Stealing Something

About ten years ago, my Creative Writing professor at Palomar Community College had the class write about “Stealing Something.” One fellow shared that he’d written about stealing someone’s happiness.

Back then, I dreamed of making a film about Jr College, so I the story-boarded the stealing happiness moment immediately after it occurred.

Needless to say, the instructor is in the center.

Needless to say, the instructor is in the center.

In case you don’t feel like craning your neck:

-Stealing someone’s happiness, I guess.
-Okay, interesting. We won’t get into why.

*     *     *

I don’t know if I followed through with the assignment. I’m a terrible student. But I have stolen a couple of things.

When I was 17, I walked out of a bowling alley with a cluster of candy machines. There were 4-6 candy machines that were attached together by some sort of metal framework. We developed a simple plan. One guy pulled up in a pick-up truck in front of the bowling alley while a third partner in crime helped me carry the machines out.

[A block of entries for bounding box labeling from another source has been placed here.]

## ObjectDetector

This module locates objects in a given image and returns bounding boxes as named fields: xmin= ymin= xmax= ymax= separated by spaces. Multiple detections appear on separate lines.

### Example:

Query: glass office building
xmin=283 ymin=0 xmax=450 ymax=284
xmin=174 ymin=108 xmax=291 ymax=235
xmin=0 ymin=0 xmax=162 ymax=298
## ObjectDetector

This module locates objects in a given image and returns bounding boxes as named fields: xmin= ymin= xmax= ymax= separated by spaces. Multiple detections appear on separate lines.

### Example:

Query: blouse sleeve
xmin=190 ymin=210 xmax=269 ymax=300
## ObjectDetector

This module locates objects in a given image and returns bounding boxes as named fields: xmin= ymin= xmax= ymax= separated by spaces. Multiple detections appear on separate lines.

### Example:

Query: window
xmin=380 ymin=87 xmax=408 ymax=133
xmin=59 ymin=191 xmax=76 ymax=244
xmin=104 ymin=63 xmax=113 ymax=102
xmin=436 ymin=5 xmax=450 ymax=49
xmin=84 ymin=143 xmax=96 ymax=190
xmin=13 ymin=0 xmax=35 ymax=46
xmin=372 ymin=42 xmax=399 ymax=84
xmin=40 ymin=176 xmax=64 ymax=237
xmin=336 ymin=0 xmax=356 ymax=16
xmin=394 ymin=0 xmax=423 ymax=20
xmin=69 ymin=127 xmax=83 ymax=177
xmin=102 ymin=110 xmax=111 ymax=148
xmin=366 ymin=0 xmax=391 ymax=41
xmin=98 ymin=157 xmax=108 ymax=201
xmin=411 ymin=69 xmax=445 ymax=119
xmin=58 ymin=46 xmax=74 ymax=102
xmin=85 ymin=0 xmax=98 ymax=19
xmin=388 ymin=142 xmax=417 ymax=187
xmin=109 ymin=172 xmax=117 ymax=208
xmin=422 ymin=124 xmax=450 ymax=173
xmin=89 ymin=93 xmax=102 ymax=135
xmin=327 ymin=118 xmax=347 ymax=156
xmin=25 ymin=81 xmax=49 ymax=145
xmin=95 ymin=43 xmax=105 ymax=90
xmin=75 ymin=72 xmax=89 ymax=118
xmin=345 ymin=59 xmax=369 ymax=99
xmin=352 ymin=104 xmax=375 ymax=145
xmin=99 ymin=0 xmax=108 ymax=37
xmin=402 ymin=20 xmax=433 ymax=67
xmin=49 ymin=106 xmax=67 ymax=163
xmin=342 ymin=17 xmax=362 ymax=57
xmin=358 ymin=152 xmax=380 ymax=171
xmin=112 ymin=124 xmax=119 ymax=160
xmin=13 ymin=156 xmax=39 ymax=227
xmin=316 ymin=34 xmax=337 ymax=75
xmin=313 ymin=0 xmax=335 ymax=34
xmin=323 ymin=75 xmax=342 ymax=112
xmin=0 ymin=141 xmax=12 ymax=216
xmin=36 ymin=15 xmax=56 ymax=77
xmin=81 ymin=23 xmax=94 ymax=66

We did it calmly and coolly. We drove to a cute girls house to show off our loot- “Look, we stole CANDY MACHINES!” She came out in her pajamas (it was a school night.) The whole thing had an air of innocence -it was only candy– until we finally got a machine busted open and all of the quarters fell out. Before that moment, the only thing on my mind was a week’s supply of banana Runts. The clanging of the jackpot pouring out of the machine gave me pause. This was actual theft.

I definitely didn’t write about how I’d stolen a dollar bill from a kid on the bus. I should have. I’ve told that story to a few people.

It was summer day camp (babysitting) and I was about 8 years old. I was sharing a seat on a bus with a “friend” on the way back from a field trip, a presumably a low-budget affair to a nearby park or something. My pal opened his wallet and showed me a dollar bill. He was stoked to have this dollar. This was 1990 and we were 8 years old, so a buck was pretty significant. You could buy a fair amount of candy with a dollar.

Somewhere along the line the Washington made its way out of the kids pocket, or wallet, and I swooped it up when my “compadre” wasn’t looking. I stole it more for the act than the need. I was curious what it would be like to steal something. I don’t think I’d ever stolen anything before that.

Well I found out what it was like to steal, particularly from a young fellow who really prized a dollar bill. It sucks. The kid was aware of his loss pretty quickly and became immediately distraught. He looked everywhere. He was on his knees, looking underneath the seat. He asked me if I’d seen it, so of course I lied. I was a thief and a liar in a single bus ride back from a field trip. The remainder of the bus ride seemingly took three hours. My “buddy” was not very happy.

Neither was I- I felt like complete shit. When we filed off the bus, I took the dollar and gave it to a 16-year-old camp counselor whose enthusiastic appreciation surprised me. It was about the inverse of the loss that my victim felt back on the bus. He showed it to his co-counselors, holding each side up with his hands. “Look, this kid gave me a BUCK!”